第一次留在深处的浓精被重新撑开的穴肉慢慢挤出来,乳白色的液体混着新涌出的蜜水,沿着贺临川根部与许朝腿间滑落。
热水不停冲下来。
那几股黏稠的白浊滴到深色磁砖上,很快被水流冲散,化成淡淡的乳色痕迹,顺着排水口流走。
许朝被那股重新填满的饱胀感逼得徒劳无功的抓紧玻璃,穴肉却在贺临川每多进一寸时,更紧地收缩,湿热地将他往里吞。
贺临川一开始动得很慢。
水声落在两人肩背上,掩不住肉棒进出时带出的黏腻声响。
每一次抽出去,蜜水都沿着贺临川根部与许朝腿间滑下;重新顶回去时,便将许朝撞得贴上雾蒙蒙的玻璃。
嗯……太深了……
许朝的声音被水气闷得发软。
贺临川吻过他肩背,手掌牢牢扣在他细腰上,没有让他因为腿软滑下去。
抽送越来越快。
许朝被顶得无法再撑直身体,腰肢一点点塌下去。胸口与小腹先贴上被热水冲得微凉的玻璃,两点被玩得红肿的乳尖也跟着抵上去。
冰凉的触感一碰到敏感的乳头,许朝整个人猛地一颤。
啊……!
贺临川的呼吸彻底乱了。
他一边从后面重重抽送,一边伸手绕到前面,掌心覆上许朝被玻璃的冰凉刺激得硬起来的小肉棒。

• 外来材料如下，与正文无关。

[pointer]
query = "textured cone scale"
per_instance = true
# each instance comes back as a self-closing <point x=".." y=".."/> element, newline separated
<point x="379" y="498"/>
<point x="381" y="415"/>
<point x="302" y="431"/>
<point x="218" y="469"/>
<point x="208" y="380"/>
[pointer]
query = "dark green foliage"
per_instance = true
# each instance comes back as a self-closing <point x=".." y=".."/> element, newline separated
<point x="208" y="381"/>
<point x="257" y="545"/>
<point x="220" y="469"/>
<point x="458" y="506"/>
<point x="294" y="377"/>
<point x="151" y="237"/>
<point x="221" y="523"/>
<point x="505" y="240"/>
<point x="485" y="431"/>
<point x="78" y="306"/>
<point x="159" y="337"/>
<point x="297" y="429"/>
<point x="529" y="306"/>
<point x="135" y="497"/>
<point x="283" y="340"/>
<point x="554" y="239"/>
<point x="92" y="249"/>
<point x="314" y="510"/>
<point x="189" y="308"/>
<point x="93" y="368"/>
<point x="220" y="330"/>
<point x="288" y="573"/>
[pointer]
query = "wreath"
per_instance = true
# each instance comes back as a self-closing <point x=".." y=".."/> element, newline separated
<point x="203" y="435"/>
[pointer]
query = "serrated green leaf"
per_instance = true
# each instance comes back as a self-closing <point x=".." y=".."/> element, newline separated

拇指擦过顶端时,许朝被前后一起逼得只能张着嘴喘,津液沿着唇角滑下来,又立刻被热水冲散。
玻璃隔间太小。
越来越急的拍打声、湿亮的水声,还有许朝压不住的呻吟,全在四面玻璃间撞出模糊的回音。
贺临川没有停。
他看着玻璃上模糊的倒影。
许朝被自己抱在怀里,白皙的后背一路泛着潮红,湿发贴在颈侧,红肿的乳头被冰凉的磁砖磨得一颤一颤,整个人都被操弄得只剩断断续续的喘息。
他失了原本的克制,抽送开始变快。
肌肤拍打声混着湿热的水声,在狭小空间里越来越清楚。
许朝被顶得手指撑不住玻璃滑下,只能被贺临川从后面扣着腰抱住;每当龟头顶到最深处,他就会全身绷紧,穴肉也不受控制地一下一下收缩。
贺临川低下头,吻住他耳后。
许朝。
许朝已经说不出完整的话。
嗯……不行……
不行?
许朝被下一次顶弄得整个人一颤。
里面……太、太奇怪了……
贺临川的呼吸沉下去。
他停在最深处,没有立刻抽出。
许朝被填得难受,却又在那股热度真的停住时急得缩了一下。